Ukrainian soldier (1978–2014)

Serhiy Viktorovych Kokurin (Сергій Вікторович Кокурін; 1 January 1978 – 18 March 2014) was a Ukrainian soldier who was shot dead during an assault on a Ukrainian military base in Simferopol. He was the first soldier killed during the Russo-Ukrainian War.

==Biography==

Serhiy Kokurin was born on 1 January 1978 in Simferopol, Crimean Oblast (Ukrainian SSR, USSR). On 28 December 1997 he pledged his allegiance to the Ukrainian people. During his military service Kokurin went from private to warrant officer and was the chief of his unit's logistics service.
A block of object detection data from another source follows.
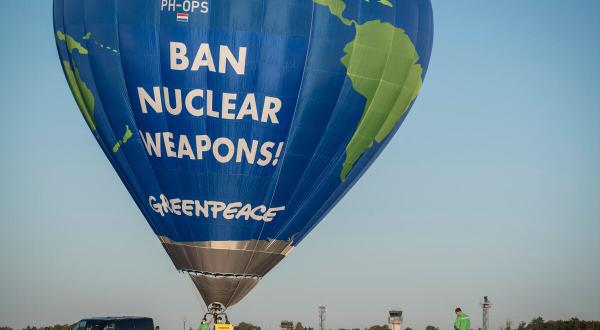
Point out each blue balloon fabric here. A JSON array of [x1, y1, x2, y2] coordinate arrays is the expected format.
[[54, 0, 433, 305]]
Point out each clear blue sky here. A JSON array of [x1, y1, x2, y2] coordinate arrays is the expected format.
[[0, 0, 600, 330]]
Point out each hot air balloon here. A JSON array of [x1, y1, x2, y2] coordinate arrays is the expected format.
[[54, 0, 433, 307]]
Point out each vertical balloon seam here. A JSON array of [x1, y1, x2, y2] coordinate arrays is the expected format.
[[268, 1, 366, 242], [90, 0, 164, 233], [225, 0, 288, 306], [264, 5, 345, 238], [278, 0, 363, 229], [114, 0, 176, 240], [113, 0, 171, 234], [284, 5, 419, 245]]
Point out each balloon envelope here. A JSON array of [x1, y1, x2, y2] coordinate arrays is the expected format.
[[54, 0, 433, 306]]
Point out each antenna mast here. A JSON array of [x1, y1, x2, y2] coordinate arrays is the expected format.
[[319, 306, 327, 330], [481, 296, 492, 330]]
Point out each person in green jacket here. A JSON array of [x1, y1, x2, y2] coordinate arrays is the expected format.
[[454, 307, 471, 330], [199, 318, 210, 330]]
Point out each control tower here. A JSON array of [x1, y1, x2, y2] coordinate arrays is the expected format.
[[388, 311, 402, 330]]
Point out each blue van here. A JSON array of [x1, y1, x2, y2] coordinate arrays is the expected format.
[[71, 316, 154, 330]]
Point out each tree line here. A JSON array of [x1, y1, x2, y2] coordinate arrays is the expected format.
[[0, 317, 600, 330]]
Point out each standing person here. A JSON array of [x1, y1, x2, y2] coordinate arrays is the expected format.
[[198, 318, 210, 330], [454, 307, 471, 330]]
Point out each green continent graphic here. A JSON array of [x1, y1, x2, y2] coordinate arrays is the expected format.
[[313, 0, 423, 181], [379, 0, 393, 7], [56, 31, 96, 131], [63, 61, 96, 131], [113, 125, 133, 153], [56, 31, 88, 55]]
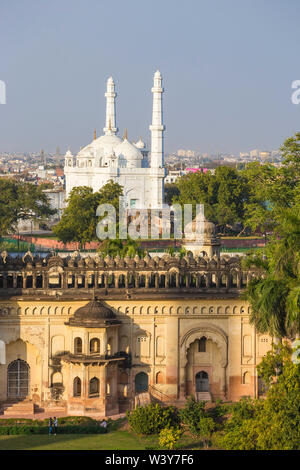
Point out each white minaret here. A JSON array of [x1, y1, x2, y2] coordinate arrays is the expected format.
[[149, 70, 165, 168], [103, 77, 118, 134]]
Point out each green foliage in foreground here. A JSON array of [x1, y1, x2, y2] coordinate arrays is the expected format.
[[127, 403, 180, 435], [213, 346, 300, 450]]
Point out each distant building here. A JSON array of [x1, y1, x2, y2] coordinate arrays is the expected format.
[[64, 71, 165, 209]]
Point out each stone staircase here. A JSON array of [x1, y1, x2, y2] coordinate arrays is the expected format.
[[196, 392, 212, 402], [2, 400, 34, 416]]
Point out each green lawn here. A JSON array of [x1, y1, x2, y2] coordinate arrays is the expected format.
[[0, 431, 206, 451]]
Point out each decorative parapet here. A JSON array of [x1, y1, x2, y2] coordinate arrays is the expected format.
[[0, 252, 257, 296]]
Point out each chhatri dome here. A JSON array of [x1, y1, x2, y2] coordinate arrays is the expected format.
[[65, 71, 165, 208]]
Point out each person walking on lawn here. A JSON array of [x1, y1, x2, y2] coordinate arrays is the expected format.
[[53, 416, 58, 436], [49, 417, 53, 436]]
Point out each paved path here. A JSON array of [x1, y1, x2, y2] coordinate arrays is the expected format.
[[0, 411, 126, 421]]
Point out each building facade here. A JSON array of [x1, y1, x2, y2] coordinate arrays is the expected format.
[[64, 71, 165, 209], [0, 252, 272, 416]]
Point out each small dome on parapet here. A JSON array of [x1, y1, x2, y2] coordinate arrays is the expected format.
[[68, 299, 120, 328], [48, 254, 64, 268]]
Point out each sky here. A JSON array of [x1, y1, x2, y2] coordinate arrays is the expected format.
[[0, 0, 300, 153]]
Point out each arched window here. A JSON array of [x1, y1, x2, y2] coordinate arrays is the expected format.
[[90, 338, 100, 354], [89, 377, 100, 397], [106, 338, 113, 356], [139, 274, 146, 287], [243, 372, 250, 385], [158, 274, 166, 287], [118, 274, 125, 288], [134, 372, 148, 393], [7, 359, 29, 398], [73, 377, 81, 397], [74, 338, 82, 354], [198, 336, 206, 352]]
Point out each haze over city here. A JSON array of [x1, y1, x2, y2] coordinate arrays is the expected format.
[[0, 0, 300, 153]]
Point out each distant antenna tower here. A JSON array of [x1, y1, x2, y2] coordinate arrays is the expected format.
[[41, 149, 47, 166]]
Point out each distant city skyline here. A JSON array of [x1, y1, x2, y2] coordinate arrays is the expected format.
[[0, 0, 300, 154]]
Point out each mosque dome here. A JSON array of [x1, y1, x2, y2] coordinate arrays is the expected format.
[[69, 300, 118, 327], [115, 139, 143, 161], [134, 137, 145, 149]]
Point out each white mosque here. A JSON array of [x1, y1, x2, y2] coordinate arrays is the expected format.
[[64, 71, 165, 209]]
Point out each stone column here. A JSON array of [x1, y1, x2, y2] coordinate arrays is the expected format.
[[100, 363, 107, 404], [165, 317, 179, 399]]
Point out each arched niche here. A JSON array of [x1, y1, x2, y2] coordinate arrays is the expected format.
[[180, 324, 228, 367]]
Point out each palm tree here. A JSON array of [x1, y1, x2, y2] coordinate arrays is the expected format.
[[243, 204, 300, 339]]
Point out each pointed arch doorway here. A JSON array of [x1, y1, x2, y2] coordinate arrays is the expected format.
[[195, 370, 209, 393], [7, 359, 29, 399]]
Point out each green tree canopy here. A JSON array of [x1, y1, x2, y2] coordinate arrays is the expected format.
[[53, 181, 123, 245], [0, 178, 56, 235]]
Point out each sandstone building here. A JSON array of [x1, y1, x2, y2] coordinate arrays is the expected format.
[[0, 252, 272, 416]]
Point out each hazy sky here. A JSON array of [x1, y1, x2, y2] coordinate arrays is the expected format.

On 18 March, Kokurin was killed on watch duty during the Russian assault on the 13th Photogrammetric Center of the Central Military Topographic and Navigation Main Directorate of Operations of the Armed Forces of Ukraine.

Russian press started to distribute fake that Kokurin was killed by a sniper. Ukrainian witnesses disprove this version: attackers broke into Ukrainian military establishment, opened chaotic fire with automatic weapons, and fired at the observation tower. Death report says "Kokurin was killed by two 5.45 mm bullets fired from the bottom up", proving that one of the fighters from Girkin's unit killed Kokurin.

Kokurin was survived by his wife, son, and unborn child, all of whom relocated to Odesa.